主人公のエヴァンスは「女性にモテたいから保安官をしている」という、西部劇史上最も矮小な動機で戦うヒーローです。エヴァンスは銃の達人ですが、常に相手が持っている拳銃を弾丸で弾き落とす形で戦うのでたとえ極悪人でも絶対に射殺しません。エヴァンスはヒロインの賞金稼ぎのフィービー・オークレイと相思相愛なのですが、「かぐや様は告らせたい」( 赤坂アカ)のようなすれ違いギャグになります。コメディなので、いつもエヴァンスが悪人を倒すものの不運や見栄からついた嘘が原因で結局女にはモテずに終わるという話になります。
私が保安官エヴァンスの嘘を8巻ぐらいまで読んだ時、このマンガは狂っていると思いました。銃で撃ってるのに人が死なないんだ。差別問題とか歴史問題とかは無しなんだ。西部劇なのにアクションシーン無しのラブコメなんだ。等々、これまで見た映画や西部劇マンガとあまりに違っていて驚いたんです。
でもこのマンガは全20巻という長期連載である以上、作者と読者を尊重しなければいけません。まず栗山先生の名誉のために書いておくと、ヒロインのフィービーの名前は史実のアニー・オークレイから取っている事は明白です。なので、栗山先生は西部劇の知識があり、「アニーよ銃を取れ」や「カラミティ・ジェーン」みたいな恋愛要素ありのミュージカル西部劇を念頭にして保安官エヴァンスの嘘を描かれたのかもしれません。フィービーは可愛いですし、コメディとしては愉快な面白い作品です。
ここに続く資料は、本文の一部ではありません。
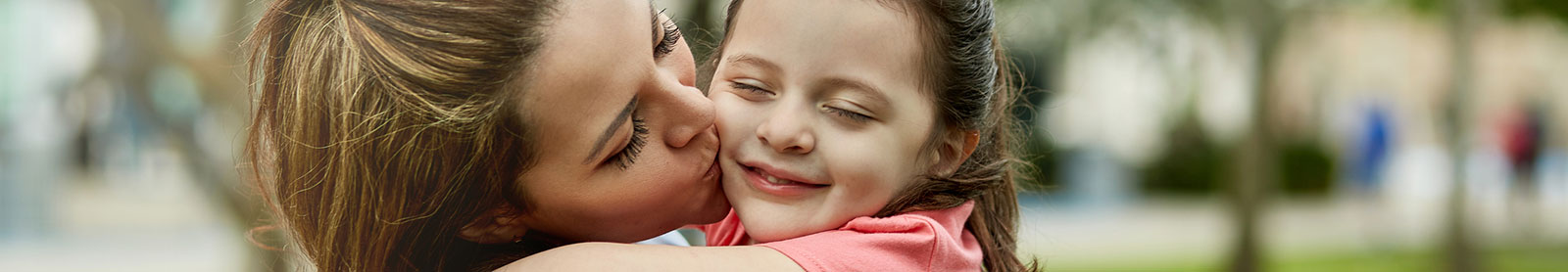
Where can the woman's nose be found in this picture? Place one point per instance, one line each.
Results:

それは置いといて、このマンガが20巻も続くなんて、今の読者はガンアクションに全く興味が無くなったんだなと思いました。ヴァッシュ・ザ・スタンピードは毎回傷だらけになりながら不殺を貫いていたのに、エヴァンスはいともやすやすと不殺し続ける。「エヴァンス」を読んでいた時に「肌にトーンが貼ってある脇役」が何人もいるんですが、作中では黒人扱いされておらず、読んでいて黒人なのか色黒なのか混乱する事がありました。ネイティブアメリカンや東洋人も全く登場しません。
もう一つ奇異に感じたのは主人公エヴァンスが保安官である事です。日本人が作る西部劇・西部劇風の作品だと主人公はアウトローか組織に属していない者が多く、保安官のような「体制側」なのは秋元治のBLACK TIGER以外まずありません。この間Togetterでも見ましたが、日本人は体制側のキャラをヒーローとして扱う事が増えてきているんでしょうか?
銃は興味無い。あるいは、魔法やヒーロー能力の"かませ犬武器"。差別問題なんて物語に必要ない。体制側が正しい。ラブコメが読みたい。これが今の読者の傾向なんでしょうか(もちろんこれはマイナー漫画1作から読み取った事で、それに当てはまらない作品は大量にあるでしょう)。ちょっと方向性は違いますが、日本人にとっての西部劇のイメージが50年代のジョン・ウェインの時代まで巻き戻ったようにも感じます。
60年代、70年代的に生まれ80年代、90年代まで続いていた「優れた映画というものは、創作物という物はこういう物である」という規範のような物があって、それには「ガンアクションは格好いい」「物語は重厚であるべき」みたいな物が含まれていたわけです。でも日本人だけ2000年代中盤から徐々にそのレールから外れていったように感じます。そんなことを私は今回西部劇を調べて気づきました。
ここから先はやや余談になります。
2024年現在、海外製のソシャゲはブルアカ・NIKKE・ドルフロのようにフェチシズムっぽいと言えるほど銃に執着しているのに対し、日本人の銃への興味の無くし方は実に不思議です。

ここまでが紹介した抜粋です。